Café Finjan finds common ground(s)
Last night I watched the Grammy Awards and heard the usual platitudes about "the healing power of music" and "the ability of music to transcend our differences." But here in Chicago, a group is taking these ideas very seriously, and is using music to heal wounds and build bridges.
The project, celebrating its 10th anniversary this year, is called Café Finjan. A "finjan" is a Middle Eastern coffee pot placed directly on the flames of a fireplace or campfire. Some Jewish summer-campers, youth-groupers, and Israel-experiencers will recognize the word from an Israeli folksong. But the finjan is a fixture of Arabic culture as well.

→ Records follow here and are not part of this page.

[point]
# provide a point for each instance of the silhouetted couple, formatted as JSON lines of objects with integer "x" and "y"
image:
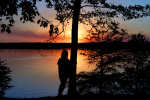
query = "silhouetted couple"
{"x": 63, "y": 70}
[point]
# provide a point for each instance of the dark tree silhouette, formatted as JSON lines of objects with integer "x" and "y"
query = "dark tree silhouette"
{"x": 99, "y": 17}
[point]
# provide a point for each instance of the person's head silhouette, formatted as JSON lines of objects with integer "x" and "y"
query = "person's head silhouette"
{"x": 64, "y": 54}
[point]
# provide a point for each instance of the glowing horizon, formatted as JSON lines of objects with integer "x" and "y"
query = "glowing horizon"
{"x": 32, "y": 32}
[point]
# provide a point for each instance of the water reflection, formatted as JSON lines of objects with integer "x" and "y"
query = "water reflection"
{"x": 35, "y": 72}
{"x": 5, "y": 78}
{"x": 121, "y": 72}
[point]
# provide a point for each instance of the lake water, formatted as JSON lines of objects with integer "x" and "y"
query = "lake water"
{"x": 34, "y": 72}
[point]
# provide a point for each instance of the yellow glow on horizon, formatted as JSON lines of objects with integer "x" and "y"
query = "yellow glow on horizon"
{"x": 82, "y": 32}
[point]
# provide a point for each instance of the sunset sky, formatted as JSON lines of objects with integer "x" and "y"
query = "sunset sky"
{"x": 31, "y": 32}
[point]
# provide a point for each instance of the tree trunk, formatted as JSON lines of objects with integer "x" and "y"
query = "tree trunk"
{"x": 74, "y": 47}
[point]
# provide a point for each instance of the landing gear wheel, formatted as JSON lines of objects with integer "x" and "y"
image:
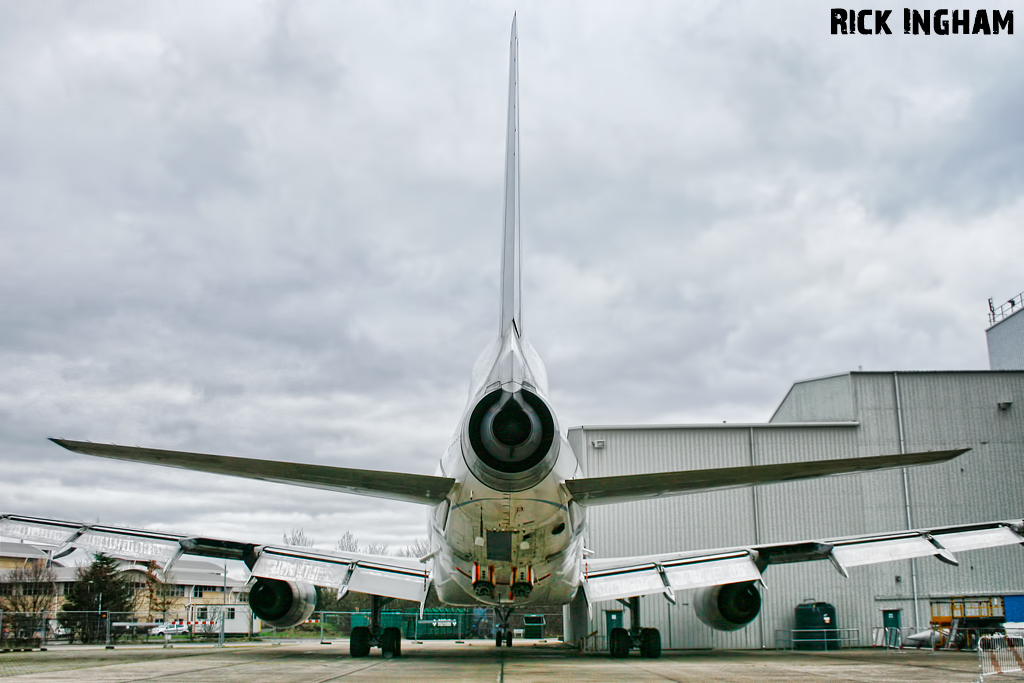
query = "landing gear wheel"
{"x": 619, "y": 643}
{"x": 650, "y": 643}
{"x": 358, "y": 642}
{"x": 391, "y": 642}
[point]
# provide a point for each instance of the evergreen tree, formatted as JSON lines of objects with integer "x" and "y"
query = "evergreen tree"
{"x": 99, "y": 589}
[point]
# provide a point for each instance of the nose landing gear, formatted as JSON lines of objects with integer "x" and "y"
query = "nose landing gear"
{"x": 503, "y": 634}
{"x": 622, "y": 641}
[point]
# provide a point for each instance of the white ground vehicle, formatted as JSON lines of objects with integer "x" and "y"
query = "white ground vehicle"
{"x": 169, "y": 630}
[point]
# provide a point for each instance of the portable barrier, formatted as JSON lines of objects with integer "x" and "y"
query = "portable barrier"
{"x": 999, "y": 654}
{"x": 816, "y": 639}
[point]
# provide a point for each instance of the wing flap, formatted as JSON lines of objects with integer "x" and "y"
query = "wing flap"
{"x": 420, "y": 488}
{"x": 635, "y": 577}
{"x": 601, "y": 491}
{"x": 121, "y": 543}
{"x": 407, "y": 579}
{"x": 611, "y": 579}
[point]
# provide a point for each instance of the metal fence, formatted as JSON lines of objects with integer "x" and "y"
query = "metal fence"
{"x": 36, "y": 630}
{"x": 816, "y": 639}
{"x": 999, "y": 654}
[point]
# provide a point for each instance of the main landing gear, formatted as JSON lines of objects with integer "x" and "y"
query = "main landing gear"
{"x": 365, "y": 637}
{"x": 621, "y": 641}
{"x": 503, "y": 634}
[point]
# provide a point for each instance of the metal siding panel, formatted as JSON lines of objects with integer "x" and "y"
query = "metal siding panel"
{"x": 825, "y": 399}
{"x": 940, "y": 410}
{"x": 1006, "y": 343}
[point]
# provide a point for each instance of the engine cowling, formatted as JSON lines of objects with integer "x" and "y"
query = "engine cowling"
{"x": 728, "y": 607}
{"x": 511, "y": 439}
{"x": 282, "y": 603}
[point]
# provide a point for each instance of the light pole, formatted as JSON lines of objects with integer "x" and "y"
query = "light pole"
{"x": 223, "y": 607}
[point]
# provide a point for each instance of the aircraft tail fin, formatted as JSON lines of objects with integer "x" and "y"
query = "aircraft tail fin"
{"x": 511, "y": 267}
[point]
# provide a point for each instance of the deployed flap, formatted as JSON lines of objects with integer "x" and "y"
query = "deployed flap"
{"x": 122, "y": 543}
{"x": 941, "y": 543}
{"x": 394, "y": 485}
{"x": 407, "y": 579}
{"x": 628, "y": 577}
{"x": 610, "y": 580}
{"x": 390, "y": 577}
{"x": 601, "y": 491}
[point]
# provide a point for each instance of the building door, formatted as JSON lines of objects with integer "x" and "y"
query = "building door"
{"x": 612, "y": 620}
{"x": 892, "y": 622}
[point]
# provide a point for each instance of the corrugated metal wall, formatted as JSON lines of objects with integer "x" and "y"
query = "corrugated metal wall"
{"x": 936, "y": 411}
{"x": 1006, "y": 343}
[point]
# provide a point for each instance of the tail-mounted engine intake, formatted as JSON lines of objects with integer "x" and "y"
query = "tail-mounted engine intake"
{"x": 282, "y": 603}
{"x": 728, "y": 607}
{"x": 511, "y": 439}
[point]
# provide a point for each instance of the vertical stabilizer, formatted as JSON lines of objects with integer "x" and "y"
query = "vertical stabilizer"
{"x": 511, "y": 268}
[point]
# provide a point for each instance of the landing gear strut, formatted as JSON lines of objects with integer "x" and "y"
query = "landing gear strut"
{"x": 503, "y": 634}
{"x": 365, "y": 637}
{"x": 622, "y": 641}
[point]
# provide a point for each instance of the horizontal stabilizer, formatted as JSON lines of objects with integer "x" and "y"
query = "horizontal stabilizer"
{"x": 393, "y": 485}
{"x": 601, "y": 491}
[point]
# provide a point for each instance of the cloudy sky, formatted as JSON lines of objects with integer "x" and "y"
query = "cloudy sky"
{"x": 272, "y": 228}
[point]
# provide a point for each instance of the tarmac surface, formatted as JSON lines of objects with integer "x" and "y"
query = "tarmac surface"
{"x": 432, "y": 662}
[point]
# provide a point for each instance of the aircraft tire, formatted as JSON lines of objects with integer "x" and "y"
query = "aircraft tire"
{"x": 358, "y": 642}
{"x": 391, "y": 642}
{"x": 650, "y": 643}
{"x": 619, "y": 643}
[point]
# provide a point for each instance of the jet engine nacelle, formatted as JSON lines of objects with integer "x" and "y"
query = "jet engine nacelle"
{"x": 282, "y": 603}
{"x": 728, "y": 607}
{"x": 510, "y": 439}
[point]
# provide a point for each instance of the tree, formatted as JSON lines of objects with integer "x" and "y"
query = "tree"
{"x": 298, "y": 538}
{"x": 30, "y": 588}
{"x": 25, "y": 592}
{"x": 347, "y": 543}
{"x": 419, "y": 548}
{"x": 376, "y": 549}
{"x": 99, "y": 588}
{"x": 159, "y": 591}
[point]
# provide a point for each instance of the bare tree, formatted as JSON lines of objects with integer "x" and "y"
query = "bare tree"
{"x": 30, "y": 588}
{"x": 347, "y": 543}
{"x": 419, "y": 548}
{"x": 298, "y": 538}
{"x": 376, "y": 549}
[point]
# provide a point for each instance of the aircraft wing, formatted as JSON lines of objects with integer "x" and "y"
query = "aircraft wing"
{"x": 627, "y": 577}
{"x": 601, "y": 491}
{"x": 394, "y": 485}
{"x": 402, "y": 578}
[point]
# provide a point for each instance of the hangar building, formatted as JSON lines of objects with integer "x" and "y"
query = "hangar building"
{"x": 855, "y": 414}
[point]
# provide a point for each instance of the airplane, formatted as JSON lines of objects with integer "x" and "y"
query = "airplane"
{"x": 508, "y": 508}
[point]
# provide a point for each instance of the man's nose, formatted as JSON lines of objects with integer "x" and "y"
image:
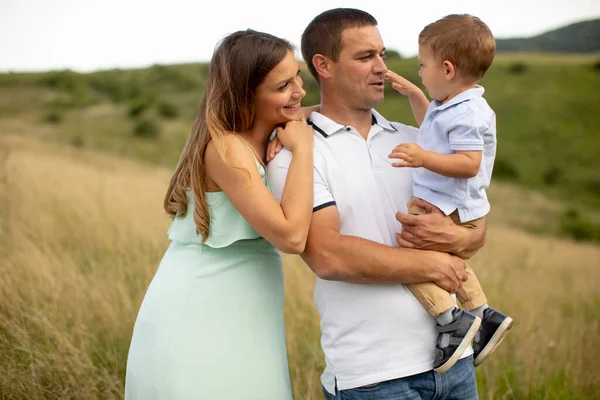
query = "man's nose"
{"x": 379, "y": 66}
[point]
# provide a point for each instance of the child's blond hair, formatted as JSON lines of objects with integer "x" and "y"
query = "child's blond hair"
{"x": 462, "y": 39}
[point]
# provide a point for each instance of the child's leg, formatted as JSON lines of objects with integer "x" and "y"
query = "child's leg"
{"x": 494, "y": 325}
{"x": 471, "y": 294}
{"x": 433, "y": 298}
{"x": 456, "y": 328}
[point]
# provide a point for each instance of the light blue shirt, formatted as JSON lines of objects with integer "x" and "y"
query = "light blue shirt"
{"x": 466, "y": 122}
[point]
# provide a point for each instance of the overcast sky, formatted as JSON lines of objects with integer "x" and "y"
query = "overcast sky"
{"x": 86, "y": 35}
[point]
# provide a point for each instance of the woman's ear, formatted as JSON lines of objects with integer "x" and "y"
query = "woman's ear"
{"x": 322, "y": 65}
{"x": 449, "y": 70}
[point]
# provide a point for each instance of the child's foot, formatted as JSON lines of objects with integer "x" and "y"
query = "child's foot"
{"x": 454, "y": 338}
{"x": 493, "y": 329}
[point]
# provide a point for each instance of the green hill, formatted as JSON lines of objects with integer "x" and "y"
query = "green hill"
{"x": 581, "y": 37}
{"x": 546, "y": 105}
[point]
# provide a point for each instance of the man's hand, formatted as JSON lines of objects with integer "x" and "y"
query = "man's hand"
{"x": 273, "y": 148}
{"x": 436, "y": 231}
{"x": 411, "y": 154}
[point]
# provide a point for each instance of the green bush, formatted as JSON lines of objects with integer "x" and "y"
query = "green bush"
{"x": 167, "y": 110}
{"x": 53, "y": 117}
{"x": 146, "y": 127}
{"x": 517, "y": 68}
{"x": 138, "y": 107}
{"x": 552, "y": 176}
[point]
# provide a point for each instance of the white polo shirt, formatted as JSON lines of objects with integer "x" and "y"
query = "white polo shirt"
{"x": 370, "y": 332}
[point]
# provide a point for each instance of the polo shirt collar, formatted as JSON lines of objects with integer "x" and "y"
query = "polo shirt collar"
{"x": 475, "y": 92}
{"x": 327, "y": 127}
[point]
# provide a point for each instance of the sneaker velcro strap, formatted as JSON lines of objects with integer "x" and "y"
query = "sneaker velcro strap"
{"x": 448, "y": 328}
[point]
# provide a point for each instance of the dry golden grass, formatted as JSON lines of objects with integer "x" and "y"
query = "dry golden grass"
{"x": 81, "y": 235}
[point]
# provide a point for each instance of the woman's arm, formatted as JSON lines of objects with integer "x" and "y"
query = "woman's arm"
{"x": 286, "y": 225}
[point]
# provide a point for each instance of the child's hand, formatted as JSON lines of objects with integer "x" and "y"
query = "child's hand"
{"x": 400, "y": 84}
{"x": 411, "y": 154}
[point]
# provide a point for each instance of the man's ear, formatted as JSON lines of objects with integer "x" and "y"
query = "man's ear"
{"x": 449, "y": 70}
{"x": 322, "y": 65}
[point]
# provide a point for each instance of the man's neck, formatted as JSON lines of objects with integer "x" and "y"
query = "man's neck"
{"x": 341, "y": 113}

This coffee pot is a fitting image, therefore, for Café Finjan, an evening of coffee-house style performances from both Jewish and Muslim acts.
This year, Café Finjan will happen on Thursday, March 15 at 7 pm at the Conaway Center of Columbia College, 1104 South Wabash. The evening will feature music, of course, but also poetry and paintings. The theme for 2012 is "New Roots Chicago." According to Café Finjan's website, the theme "explores . . . navigating the tensions between uprooting and re-rooting, as well as the desire to create and nurture a home in the Chicagoland area."
This year's featured artists are spoken-word poet Miriam Grossman, Pakistani musician Yasmin "Naz" Ali, and calligraphy artist Zeeshan Farooq, but there are several others over the course of the evening.
Other artists featured at Café Finjan include singer-songwriters, storytellers, comedians, actors, dancers, and filmmakers - both professionals and the rest of us. (The call for artists closed in early February.) Recent Jewish acts have included beatboxer Yuri Lane and dance-pop duo Stereo Sinai.
Café Finjan began in 2002 by the Jewish Council on Urban Affairs. It is a project of its Jewish-Muslim Community Building Initiative, which was established to respond to vandalism (and worse) after 9/11. The event, the site says, "establishes points of contact and nurtures a greater understanding between Jews and Muslims of Chicago, while creating spaces for people of these diverse backgrounds to come together and give voice to their identity and experience as part of a larger community."
Visit Café Finjan on Facebook for more information.
The experience is unique. The people are friendly. And I imagine the coffee's pretty good, too.